It has been quite a journey since the tax reform package passed at the end of 2017. It's hardly an understatement to say that the legislation is the biggest overhaul of the US tax code in more than 31 years. These new rules that many companies are viewing as "business reforms" make financial and tax transformation necessary. Combine this with other recent taxation changes, such as the OECD's country-by-country reporting and SAF-T, and the impacts on financial systems and reporting are easily on par with Sarbanes-Oxley and Y2K.
While corporations are welcoming the (potential) tax-rate decrease, provisions of the law are also adding complexity to business decision-making and introducing tough new reporting requirements as required by new tax rules such as GILTI, BEAT and FDII.

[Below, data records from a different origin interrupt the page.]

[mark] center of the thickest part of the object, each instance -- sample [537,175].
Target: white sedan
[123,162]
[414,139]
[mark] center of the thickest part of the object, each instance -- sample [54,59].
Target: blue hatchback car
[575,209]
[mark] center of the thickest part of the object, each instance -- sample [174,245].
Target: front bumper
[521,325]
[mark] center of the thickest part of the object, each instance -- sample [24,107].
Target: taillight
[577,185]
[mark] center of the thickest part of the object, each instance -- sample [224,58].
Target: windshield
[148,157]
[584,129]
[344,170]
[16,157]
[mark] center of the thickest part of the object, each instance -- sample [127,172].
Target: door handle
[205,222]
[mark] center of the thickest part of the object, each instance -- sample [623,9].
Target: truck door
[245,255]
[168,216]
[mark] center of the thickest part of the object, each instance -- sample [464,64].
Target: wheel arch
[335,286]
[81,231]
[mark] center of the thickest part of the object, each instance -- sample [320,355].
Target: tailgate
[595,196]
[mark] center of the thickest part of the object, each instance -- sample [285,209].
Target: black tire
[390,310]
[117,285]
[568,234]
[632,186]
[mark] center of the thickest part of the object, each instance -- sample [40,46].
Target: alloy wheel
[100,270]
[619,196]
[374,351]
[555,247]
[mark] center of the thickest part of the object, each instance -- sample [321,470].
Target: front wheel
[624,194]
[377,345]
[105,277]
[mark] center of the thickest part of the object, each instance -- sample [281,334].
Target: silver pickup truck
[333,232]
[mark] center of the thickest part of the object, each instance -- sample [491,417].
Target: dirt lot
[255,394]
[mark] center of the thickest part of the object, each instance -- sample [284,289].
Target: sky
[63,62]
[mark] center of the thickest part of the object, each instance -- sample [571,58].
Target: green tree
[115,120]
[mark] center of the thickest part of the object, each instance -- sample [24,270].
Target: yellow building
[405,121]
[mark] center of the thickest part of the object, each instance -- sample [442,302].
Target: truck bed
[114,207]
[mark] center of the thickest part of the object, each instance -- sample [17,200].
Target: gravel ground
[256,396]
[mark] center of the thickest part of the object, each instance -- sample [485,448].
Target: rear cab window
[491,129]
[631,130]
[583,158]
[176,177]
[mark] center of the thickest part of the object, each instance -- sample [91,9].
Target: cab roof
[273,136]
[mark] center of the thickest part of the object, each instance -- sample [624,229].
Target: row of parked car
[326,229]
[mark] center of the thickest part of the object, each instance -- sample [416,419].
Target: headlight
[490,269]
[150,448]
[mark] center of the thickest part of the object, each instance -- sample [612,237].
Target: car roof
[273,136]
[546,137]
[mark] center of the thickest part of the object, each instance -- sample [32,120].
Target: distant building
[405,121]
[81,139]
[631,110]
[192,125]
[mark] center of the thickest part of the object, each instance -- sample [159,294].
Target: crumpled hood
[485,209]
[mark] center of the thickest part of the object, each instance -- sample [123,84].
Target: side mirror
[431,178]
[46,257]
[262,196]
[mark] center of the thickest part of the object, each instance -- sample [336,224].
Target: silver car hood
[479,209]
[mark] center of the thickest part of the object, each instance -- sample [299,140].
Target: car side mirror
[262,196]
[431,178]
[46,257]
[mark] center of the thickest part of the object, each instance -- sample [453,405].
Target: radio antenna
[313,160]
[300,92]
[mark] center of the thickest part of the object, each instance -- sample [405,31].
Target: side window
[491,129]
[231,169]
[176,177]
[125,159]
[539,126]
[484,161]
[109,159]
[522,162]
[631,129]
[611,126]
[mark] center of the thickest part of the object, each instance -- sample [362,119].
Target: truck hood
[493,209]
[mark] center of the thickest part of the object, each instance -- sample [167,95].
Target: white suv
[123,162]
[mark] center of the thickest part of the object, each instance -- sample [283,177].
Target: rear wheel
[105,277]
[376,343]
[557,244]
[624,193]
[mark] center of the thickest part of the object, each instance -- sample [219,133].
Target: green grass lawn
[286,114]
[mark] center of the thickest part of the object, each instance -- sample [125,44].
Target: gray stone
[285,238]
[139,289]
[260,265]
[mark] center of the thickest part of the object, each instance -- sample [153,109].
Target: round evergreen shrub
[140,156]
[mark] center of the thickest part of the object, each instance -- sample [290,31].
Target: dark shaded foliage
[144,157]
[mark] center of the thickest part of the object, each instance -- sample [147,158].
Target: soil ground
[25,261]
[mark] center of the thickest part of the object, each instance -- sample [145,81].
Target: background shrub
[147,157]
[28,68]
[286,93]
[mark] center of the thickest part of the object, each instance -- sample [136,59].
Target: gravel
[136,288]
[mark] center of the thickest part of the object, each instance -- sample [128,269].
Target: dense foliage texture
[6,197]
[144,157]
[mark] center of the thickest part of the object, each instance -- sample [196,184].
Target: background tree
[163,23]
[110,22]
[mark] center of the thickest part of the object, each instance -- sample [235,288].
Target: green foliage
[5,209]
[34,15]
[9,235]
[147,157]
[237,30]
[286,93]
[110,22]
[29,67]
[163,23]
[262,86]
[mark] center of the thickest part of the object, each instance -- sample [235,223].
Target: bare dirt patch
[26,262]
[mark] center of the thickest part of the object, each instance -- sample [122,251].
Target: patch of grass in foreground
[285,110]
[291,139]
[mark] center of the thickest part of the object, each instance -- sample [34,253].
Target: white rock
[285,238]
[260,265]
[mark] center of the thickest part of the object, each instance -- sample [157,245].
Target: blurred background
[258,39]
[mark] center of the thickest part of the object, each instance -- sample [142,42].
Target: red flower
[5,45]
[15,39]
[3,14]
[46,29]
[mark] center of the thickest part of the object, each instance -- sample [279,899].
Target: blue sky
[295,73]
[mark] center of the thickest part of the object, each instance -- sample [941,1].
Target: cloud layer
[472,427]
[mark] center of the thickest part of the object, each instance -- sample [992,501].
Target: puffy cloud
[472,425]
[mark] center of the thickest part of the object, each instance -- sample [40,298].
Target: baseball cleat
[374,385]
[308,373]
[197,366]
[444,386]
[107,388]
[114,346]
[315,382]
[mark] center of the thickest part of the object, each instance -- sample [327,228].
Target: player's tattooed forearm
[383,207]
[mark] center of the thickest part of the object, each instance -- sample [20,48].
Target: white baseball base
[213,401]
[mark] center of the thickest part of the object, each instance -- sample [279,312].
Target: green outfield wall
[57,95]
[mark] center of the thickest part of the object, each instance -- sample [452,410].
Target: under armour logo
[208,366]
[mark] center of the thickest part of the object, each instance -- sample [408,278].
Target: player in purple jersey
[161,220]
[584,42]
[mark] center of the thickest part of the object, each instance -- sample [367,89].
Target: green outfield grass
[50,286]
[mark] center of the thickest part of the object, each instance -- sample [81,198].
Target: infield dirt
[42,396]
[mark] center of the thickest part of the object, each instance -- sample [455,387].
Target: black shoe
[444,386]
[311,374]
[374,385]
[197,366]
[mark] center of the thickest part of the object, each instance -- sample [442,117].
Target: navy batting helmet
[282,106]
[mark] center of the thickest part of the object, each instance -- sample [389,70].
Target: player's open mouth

For example, since the tax reform package was passed, US-based companies have been incented by lower tax rates to repatriate billons in foreign profits, significantly expanding cash-on-hand. One result is that more businesses are using the cash to pursue M&A and other investment opportunities. Other business impacts are emerging as companies begin to digest and "operationalize" the tax reforms - such as impacts to the corporate legal entity structure and supply chain. Finance teams have been working overtime to assess and model the impact of the reform bill on future earnings and investor expectations.
The new tax law puts a premium on gathering and analyzing high quality data. For example, new reporting rules - such as GILTI (global intangible low-taxed income), BEAT (base erosion and anti-abuse tax) and FDII (foreign derived intangible income) - require complex calculations that draw from multiple data sources, operational systems, legal entities and trading partners. Gathering the data can be a tall order for organizations that have relied primarily on spreadsheets to piece the information together. Also slowing the process is the lack of consistent standards used by different controller organizations that large enterprises maintain around the world.
The good news is that tax reporting cloud services are helping companies automate compliance with the tax reform laws; the cloud offers an efficient platform for developing and executing smart business strategies to make the most out of the new regulatory landscape. Oracle partner PwC has developed a set of tax reform accelerators that facilitate data acquisition, process and dashboard analytical tools to facilitate forecasting and planning as well as compliance. They've also developed a target operating model to support analysis of GILTI, BEAT and FDII based on a client having multiple sources of data from structured and unstructured sources.
When we talk with finance professionals, they say that compiling the data needed to comply with the new rules is one of their top operational challenges. These same challenges, by the way, also hold true outside the US, where countries are now working on their own tax reform plans.